Huang J S, Huang S S, Kuo M D
J Biol Chem. 1986 Sep 5;261(25):11600-7.
A large-scale purification procedure for brain-derived growth factors, without chromatography in 0.1% trifluoracetic acid, has been developed. Two related brain-derived growth factors have been purified to homogeneity from bovine brain using this procedure involving ammonium sulfate fractionation, followed by chromatography on CM-Sephadex C-50, sulfated Sephadex G-50, and heparin-Sepharose 4B. Brain-derived growth factor A (BDGF-A, molecular weight approximately 16,000) and brain-derived growth factor B (BDGF-B, molecular weight approximately 17,000) were eluted from heparin-Sepharose 4B at 1.2 and 1.6 M NaCl, respectively. Both BDGF-A and BDGF-B have a pI value of 5.7, have the same specific mitogenic activity, and react with mouse anti-BDGF-A antiserum. Both growth factors have a broad spectrum of mitogenic activity (vascular and aorta endothelial cells, chondrocytes, osteoblasts, epithelial cells, glial cells, fibroblasts, and smooth muscle cells), with a half-maximum effect at 10-20 pM. The binding of BDGF to bovine aorta endothelial cells and Swiss mouse 3T3 cells has been characterized. Binding of 125I-BDGF-A to these cells reached equilibrium in less than 15 min. Scatchard plot analysis of the binding of 125I-BDGF-A to endothelial cells and 3T3 cells showed a single class of high-affinity receptor with Kd values of 20 +/- 5 and 13 +/- 3 pM and receptor numbers/cell of 7,000 +/- 1,000 and 20,000 +/- 3,000, respectively. BDGF-B competed for 125I-BDGF-A binding in the same manner as unlabeled BDGF-A, suggesting that BDGF-A and BDGF-B bind to the same receptor. Basic pituitary fibroblast growth factor appeared to be a weak inhibitor, whereas platelet-derived growth factor and epidermal growth factor had no effect on 125I-BDGF-A binding. Protamine, histone, polylysine, and polyarginine are potent inhibitors of the mitogenic activity of BDGF-A and BDGF-B and of binding of 125I-BDGF-A to responsive cells. The half-time (t1/2) of internalization and degradation of cell surface-bound 125I-BDGF is 3 h.

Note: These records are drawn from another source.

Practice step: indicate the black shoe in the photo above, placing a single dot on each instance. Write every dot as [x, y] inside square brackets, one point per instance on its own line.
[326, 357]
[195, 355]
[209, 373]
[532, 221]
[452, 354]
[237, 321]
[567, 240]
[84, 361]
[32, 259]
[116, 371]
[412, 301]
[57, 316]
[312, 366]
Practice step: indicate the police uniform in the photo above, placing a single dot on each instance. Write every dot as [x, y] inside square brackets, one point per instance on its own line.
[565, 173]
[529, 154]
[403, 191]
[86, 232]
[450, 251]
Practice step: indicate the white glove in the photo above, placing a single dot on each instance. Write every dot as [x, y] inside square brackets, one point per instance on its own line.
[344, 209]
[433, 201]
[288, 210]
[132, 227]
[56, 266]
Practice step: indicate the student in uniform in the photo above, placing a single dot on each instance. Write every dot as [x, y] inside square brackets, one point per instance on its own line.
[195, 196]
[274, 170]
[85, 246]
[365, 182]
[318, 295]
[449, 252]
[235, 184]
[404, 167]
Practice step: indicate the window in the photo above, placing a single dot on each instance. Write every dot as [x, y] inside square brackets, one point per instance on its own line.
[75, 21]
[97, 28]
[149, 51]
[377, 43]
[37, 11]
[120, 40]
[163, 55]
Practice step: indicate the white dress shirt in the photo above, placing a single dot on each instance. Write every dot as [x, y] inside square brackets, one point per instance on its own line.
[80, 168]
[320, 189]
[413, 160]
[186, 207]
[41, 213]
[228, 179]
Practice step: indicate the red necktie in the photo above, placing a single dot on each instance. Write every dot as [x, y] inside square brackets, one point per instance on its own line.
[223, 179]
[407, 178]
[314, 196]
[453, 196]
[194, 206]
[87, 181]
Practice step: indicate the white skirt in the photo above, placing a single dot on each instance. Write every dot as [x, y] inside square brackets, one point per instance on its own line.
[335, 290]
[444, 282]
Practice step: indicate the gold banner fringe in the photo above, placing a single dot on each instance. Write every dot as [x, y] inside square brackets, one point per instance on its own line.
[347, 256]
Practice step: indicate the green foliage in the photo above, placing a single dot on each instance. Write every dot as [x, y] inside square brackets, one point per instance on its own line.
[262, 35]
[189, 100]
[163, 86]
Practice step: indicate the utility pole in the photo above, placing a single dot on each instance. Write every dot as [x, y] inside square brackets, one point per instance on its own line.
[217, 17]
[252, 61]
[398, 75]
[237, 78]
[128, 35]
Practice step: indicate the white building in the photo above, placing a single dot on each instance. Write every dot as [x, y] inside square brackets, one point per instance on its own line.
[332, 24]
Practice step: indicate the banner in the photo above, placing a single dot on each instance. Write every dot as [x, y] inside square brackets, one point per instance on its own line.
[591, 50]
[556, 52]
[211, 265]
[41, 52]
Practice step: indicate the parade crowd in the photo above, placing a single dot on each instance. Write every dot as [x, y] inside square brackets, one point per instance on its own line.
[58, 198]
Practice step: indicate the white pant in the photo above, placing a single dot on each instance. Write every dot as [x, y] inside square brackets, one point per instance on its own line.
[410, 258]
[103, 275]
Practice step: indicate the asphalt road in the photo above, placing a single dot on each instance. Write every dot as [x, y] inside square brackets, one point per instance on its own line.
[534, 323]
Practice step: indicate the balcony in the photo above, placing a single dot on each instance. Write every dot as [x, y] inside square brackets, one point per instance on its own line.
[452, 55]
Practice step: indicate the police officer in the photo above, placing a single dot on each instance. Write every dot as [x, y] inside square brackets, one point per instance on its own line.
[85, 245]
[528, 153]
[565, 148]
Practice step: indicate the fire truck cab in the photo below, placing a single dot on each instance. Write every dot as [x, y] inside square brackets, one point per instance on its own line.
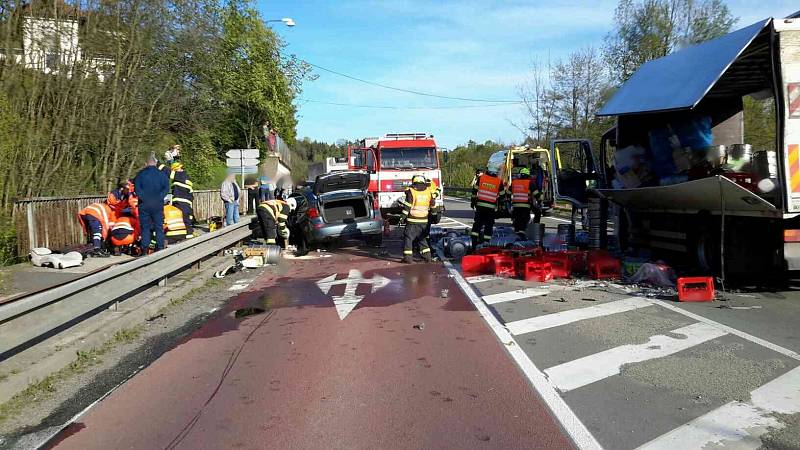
[391, 161]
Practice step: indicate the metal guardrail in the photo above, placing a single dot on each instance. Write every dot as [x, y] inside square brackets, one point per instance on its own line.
[26, 321]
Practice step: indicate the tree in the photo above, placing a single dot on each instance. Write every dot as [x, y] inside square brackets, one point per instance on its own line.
[649, 29]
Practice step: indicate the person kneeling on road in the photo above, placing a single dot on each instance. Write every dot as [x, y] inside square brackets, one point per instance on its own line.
[272, 215]
[416, 208]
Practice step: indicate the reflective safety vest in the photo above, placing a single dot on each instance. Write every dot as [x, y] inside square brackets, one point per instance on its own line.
[103, 213]
[182, 187]
[173, 221]
[488, 190]
[520, 193]
[420, 205]
[124, 231]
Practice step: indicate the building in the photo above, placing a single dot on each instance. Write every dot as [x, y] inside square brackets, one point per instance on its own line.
[48, 39]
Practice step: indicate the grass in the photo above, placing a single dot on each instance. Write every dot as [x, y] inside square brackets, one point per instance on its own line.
[84, 359]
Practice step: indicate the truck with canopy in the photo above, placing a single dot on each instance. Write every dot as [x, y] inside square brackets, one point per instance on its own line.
[675, 169]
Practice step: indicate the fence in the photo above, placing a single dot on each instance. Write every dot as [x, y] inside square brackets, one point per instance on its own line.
[52, 221]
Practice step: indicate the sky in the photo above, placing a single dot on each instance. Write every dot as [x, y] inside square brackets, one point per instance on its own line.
[479, 49]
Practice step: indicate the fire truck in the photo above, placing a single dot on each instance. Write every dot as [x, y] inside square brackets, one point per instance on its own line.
[391, 161]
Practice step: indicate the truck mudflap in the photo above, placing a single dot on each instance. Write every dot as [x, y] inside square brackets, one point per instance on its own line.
[712, 194]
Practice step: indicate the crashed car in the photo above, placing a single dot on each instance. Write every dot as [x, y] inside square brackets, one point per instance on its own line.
[336, 206]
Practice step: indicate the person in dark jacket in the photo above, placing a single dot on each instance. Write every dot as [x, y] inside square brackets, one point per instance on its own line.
[152, 186]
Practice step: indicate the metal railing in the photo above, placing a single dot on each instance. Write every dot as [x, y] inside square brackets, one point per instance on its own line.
[27, 321]
[52, 221]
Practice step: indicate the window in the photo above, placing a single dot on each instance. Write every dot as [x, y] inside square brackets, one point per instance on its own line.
[409, 158]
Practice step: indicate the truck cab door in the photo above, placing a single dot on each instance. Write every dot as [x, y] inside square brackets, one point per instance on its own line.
[574, 171]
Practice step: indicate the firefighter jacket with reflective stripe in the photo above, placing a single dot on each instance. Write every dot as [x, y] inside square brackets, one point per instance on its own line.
[124, 231]
[487, 190]
[279, 210]
[173, 221]
[103, 213]
[521, 192]
[417, 204]
[182, 190]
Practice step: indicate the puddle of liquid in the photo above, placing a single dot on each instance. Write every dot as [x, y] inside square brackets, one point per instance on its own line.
[246, 312]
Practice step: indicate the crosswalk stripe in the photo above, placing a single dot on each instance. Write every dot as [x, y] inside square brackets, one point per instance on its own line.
[493, 299]
[574, 315]
[589, 369]
[738, 424]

已开发出一种用于脑源性生长因子的大规模纯化程序,该程序在0.1%三氟乙酸中无需色谱法。使用该程序,通过硫酸铵分级分离,随后在CM-葡聚糖凝胶C-50、硫酸化葡聚糖凝胶G-50和肝素-琼脂糖4B上进行色谱分离,从牛脑中纯化出了两种相关的脑源性生长因子,并达到了均一性。脑源性生长因子A(BDGF-A,分子量约为16,000)和脑源性生长因子B(BDGF-B,分子量约为17,000)分别在1.2和1.6 M NaCl浓度下从肝素-琼脂糖4B上洗脱下来。BDGF-A和BDGF-B的pI值均为5.7,具有相同的特异性促有丝分裂活性,并与小鼠抗BDGF-A抗血清发生反应。两种生长因子都具有广泛的促有丝分裂活性(血管和主动脉内皮细胞、软骨细胞、成骨细胞、上皮细胞、神经胶质细胞、成纤维细胞和平滑肌细胞),在10 - 20 pM时达到最大效应的一半。已对BDGF与牛主动脉内皮细胞和瑞士小鼠3T3细胞的结合进行了表征。125I-BDGF-A与这些细胞的结合在不到15分钟内达到平衡。对125I-BDGF-A与内皮细胞和3T3细胞结合的Scatchard图分析显示,存在一类单一的高亲和力受体,其Kd值分别为20±5和13±3 pM,受体数量/细胞分别为7,000±1,000和20,000±3,000。BDGF-B与未标记的BDGF-A以相同方式竞争125I-BDGF-A的结合,表明BDGF-A和BDGF-B结合到相同的受体上。碱性垂体成纤维细胞生长因子似乎是一种弱抑制剂,而血小板衍生生长因子和表皮生长因子对125I-BDGF-A的结合没有影响。鱼精蛋白、组蛋白、聚赖氨酸和聚精氨酸是BDGF-A和BDGF-B促有丝分裂活性以及125I-BDGF-A与反应性细胞结合的有效抑制剂。细胞表面结合的125I-BDGF内化和降解的半衰期(t1/2)为3小时。